The East African nation wants to build on the success of the $400 million bond issued in April 2013 that was more than eight times oversubscribed, Kagame said in an interview at the U.S.-Africa Leaders Summit in Washington yesterday. At that foreign-debt sale, the government declined investors’ suggestions to increase the size of the offer, he said.
“We might go for double that or more, up to $1 billion,” Kagame said.
Rwanda is one of Africa’s fastest-growing economies, averaging 7 percent over the past five years. The economy is forecast to expand 7.5 percent this year and next, according to estimates from the International Monetary Fund. Kagame, who has been in power since 2000, has implemented policies that have helped rebuild the economy after a genocide in 1994 that left at least 800,000 people dead.
“People who want to see Africa develop come to Rwanda particularly because we have set up a very good environment that makes things work for us and for our partners who come invest with us,” Kagame said.
Yields on Rwanda’s Eurobond, due May 2023, have dropped 138 basis points, or about 1.4 percentage point, this year to 6.10 percent as of 2:14 p.m. in London. Falling borrowing costs have prompted African nations from Kenya to Senegal to tap global bond markets, with sub-Saharan African nations selling $6.39 billion in debt this year, compared with $9.7 billion in all of 2013, according to Standard Bank Group Ltd., the continent’s biggest lender.
Rwanda’s non-concessional borrowing limit, set by the IMF, is $250 million for the 2014-15 fiscal year.
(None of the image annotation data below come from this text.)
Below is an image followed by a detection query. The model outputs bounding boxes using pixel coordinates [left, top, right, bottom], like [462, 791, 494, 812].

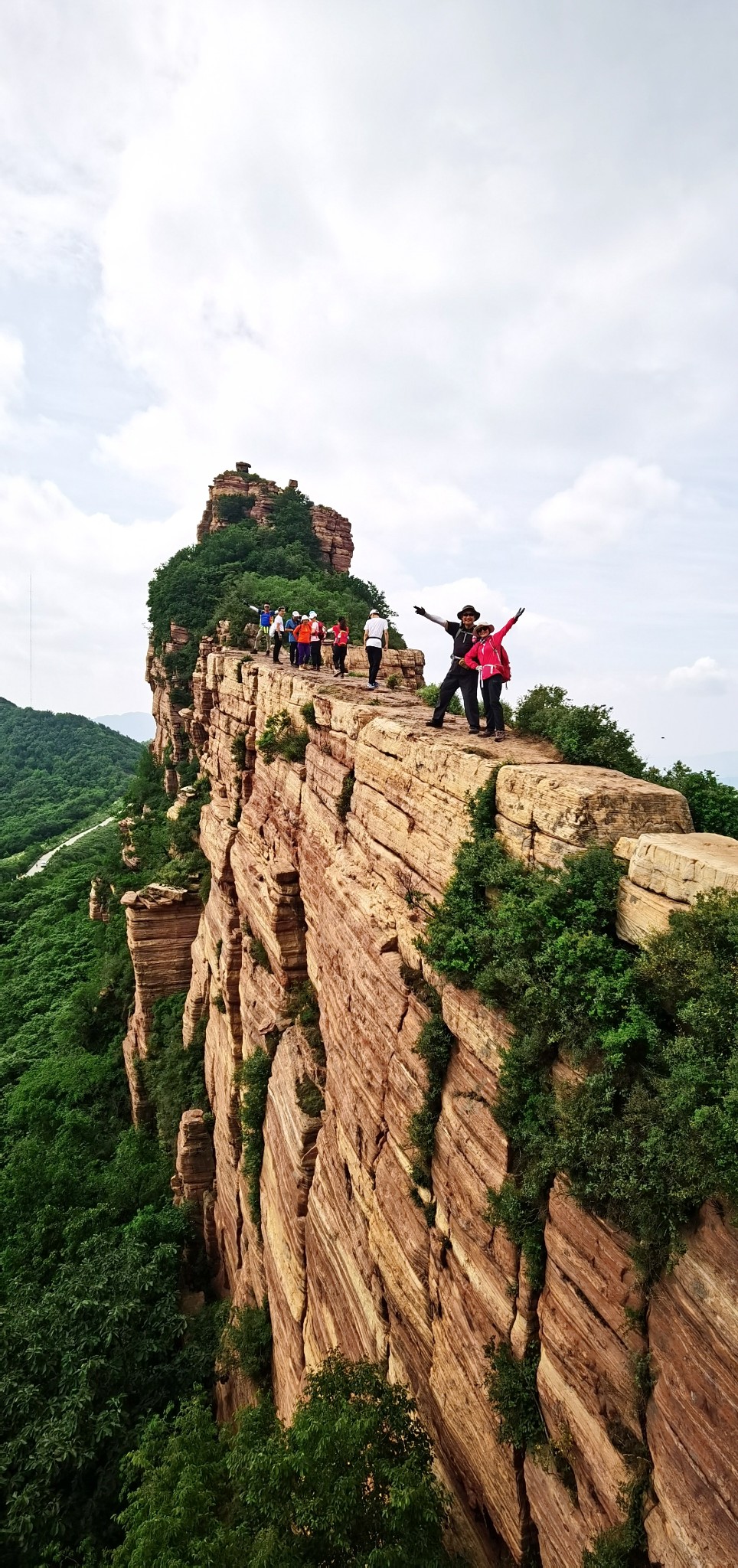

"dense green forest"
[0, 751, 460, 1568]
[149, 476, 404, 681]
[0, 697, 141, 861]
[509, 685, 738, 839]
The Washington-based fund previously has been accommodative in raising the ceiling when African countries are able to tap offshore markets at cheap costs, said Samir Gadio, head of Africa strategy at Standard Chartered Plc in London.
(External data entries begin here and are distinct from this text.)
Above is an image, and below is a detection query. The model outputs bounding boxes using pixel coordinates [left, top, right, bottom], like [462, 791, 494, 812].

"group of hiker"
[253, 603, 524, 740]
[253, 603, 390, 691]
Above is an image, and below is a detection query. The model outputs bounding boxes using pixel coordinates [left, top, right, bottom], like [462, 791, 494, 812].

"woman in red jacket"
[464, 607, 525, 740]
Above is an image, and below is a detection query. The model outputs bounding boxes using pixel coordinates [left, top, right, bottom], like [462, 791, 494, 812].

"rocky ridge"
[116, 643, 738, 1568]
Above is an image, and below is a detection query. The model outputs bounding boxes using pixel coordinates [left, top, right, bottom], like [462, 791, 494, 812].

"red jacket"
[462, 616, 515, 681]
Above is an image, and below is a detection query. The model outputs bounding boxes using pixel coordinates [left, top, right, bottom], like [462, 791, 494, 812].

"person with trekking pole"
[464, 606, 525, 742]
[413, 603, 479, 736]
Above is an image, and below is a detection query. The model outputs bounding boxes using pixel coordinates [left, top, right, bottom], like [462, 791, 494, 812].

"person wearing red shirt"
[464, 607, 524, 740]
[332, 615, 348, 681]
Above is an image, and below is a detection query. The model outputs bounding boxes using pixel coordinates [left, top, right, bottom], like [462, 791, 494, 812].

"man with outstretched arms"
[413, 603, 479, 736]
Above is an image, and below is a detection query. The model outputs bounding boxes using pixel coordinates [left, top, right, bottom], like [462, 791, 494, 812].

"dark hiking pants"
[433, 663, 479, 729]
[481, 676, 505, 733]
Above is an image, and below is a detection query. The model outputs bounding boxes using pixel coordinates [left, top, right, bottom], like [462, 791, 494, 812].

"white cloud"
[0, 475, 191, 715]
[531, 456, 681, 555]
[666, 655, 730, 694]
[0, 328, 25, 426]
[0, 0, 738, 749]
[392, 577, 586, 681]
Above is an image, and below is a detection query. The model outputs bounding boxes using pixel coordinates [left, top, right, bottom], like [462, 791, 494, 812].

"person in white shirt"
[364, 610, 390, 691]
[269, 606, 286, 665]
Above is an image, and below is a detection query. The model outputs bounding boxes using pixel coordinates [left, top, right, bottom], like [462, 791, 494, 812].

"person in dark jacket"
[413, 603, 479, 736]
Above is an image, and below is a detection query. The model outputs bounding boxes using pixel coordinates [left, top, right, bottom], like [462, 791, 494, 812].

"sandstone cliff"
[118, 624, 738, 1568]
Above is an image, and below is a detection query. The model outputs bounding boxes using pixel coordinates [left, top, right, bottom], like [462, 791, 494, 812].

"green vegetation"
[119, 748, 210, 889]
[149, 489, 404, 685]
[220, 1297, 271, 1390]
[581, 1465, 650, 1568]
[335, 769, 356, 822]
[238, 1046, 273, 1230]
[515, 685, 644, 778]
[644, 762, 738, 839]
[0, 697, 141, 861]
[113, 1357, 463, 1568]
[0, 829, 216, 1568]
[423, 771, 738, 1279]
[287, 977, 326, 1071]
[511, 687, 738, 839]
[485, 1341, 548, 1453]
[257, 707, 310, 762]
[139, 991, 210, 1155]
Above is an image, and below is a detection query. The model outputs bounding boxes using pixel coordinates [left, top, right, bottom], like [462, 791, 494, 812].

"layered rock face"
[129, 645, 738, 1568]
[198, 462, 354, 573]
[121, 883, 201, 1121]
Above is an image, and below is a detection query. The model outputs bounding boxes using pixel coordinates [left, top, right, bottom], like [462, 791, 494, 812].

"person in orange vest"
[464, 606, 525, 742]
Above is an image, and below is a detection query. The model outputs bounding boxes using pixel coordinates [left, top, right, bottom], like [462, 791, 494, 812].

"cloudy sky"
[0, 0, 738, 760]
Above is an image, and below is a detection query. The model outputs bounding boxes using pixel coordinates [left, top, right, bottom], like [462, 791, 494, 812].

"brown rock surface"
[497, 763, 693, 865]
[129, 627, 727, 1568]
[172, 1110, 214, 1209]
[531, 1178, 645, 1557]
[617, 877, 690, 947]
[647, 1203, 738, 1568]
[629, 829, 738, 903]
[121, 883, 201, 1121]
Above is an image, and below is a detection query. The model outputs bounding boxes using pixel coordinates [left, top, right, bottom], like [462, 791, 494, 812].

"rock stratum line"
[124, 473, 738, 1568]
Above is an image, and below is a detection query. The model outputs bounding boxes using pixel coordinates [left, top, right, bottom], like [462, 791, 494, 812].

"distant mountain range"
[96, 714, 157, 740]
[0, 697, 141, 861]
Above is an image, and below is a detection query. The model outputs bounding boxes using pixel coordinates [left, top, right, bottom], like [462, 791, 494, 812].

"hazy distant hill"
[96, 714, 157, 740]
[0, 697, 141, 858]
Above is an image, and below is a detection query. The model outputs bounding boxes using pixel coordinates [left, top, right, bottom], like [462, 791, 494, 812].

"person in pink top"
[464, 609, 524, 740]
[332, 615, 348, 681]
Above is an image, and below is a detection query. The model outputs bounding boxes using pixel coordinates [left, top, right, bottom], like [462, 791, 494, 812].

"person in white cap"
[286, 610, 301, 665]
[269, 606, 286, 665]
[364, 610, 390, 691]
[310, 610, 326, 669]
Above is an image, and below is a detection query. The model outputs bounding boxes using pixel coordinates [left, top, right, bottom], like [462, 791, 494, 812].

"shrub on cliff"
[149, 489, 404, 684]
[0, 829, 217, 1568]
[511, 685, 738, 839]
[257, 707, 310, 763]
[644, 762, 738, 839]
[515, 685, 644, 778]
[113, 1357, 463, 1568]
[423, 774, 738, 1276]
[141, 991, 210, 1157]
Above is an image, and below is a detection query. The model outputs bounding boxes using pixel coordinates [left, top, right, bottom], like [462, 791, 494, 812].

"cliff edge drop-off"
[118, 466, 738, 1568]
“But the other consideration is that external debt sustainability should not be jeopardized,” he said in an e-mailed response to questions. “Given the size of the economy, a $1 billion Eurobond would represent around 13 percent of GDP, which is significant.”
‘Work in Progress’
Rwanda is “working with the IMF on some reforms and we will announce the results,” Finance Minister Claver Gatete said by phone today from Kigali, the capital. “We are allowed to borrow, but it is work in progress and we need to decide when to go back to the market and if the money is needed.”
Kagame said investor appetite for Rwandan bonds was a vindication of his policies and show investors are undeterred by criticism from human-rights advocates that the government is stifling political freedoms. Groups including Human Rights Watch and Amnesty International have accused Kagame’s administration of carrying out abuses such as illegal detentions and cracking down on dissent. The government has denied the claims.
“The markets are never wrong,” Kagame said. “Look at the situation in Rwanda, where we have been 20 years ago and where we are now. It’s short of miraculous. It can’t be just because we are violating human rights. It’s because actually we value and respect human rights.”
The infrastructure projects that Rwanda plans to fund include an upgrade to the country’s main international airport outside the capital, Kigali, and the construction of a 150-megawatt geothermal plant, he said. Funding is also required for a methane-fired power facilities project that involves extracting the gas from underneath Lake Kivu that will produce as much as 100 megawatts of power, he said.
President Barack Obama is hosting more than 40 African heads of state for the summit this week, aiming to spur U.S. investment and trade with Africa. China’s trade with the continent exceeded $200 billion last year, more than double that of the U.S.
Obama yesterday highlighted $33 billion in commitments to Africa, including $14 billion in investments from companies such as General Electric Co.
“It’s a very significant step in the relationship between Africa and the U.S.,” Kagame said. “If things are done right, the relationship, the partnership between the United States and Africa, has the potential to bypass that relationship between Africa and Europe. Also the relationship between Africa and China.”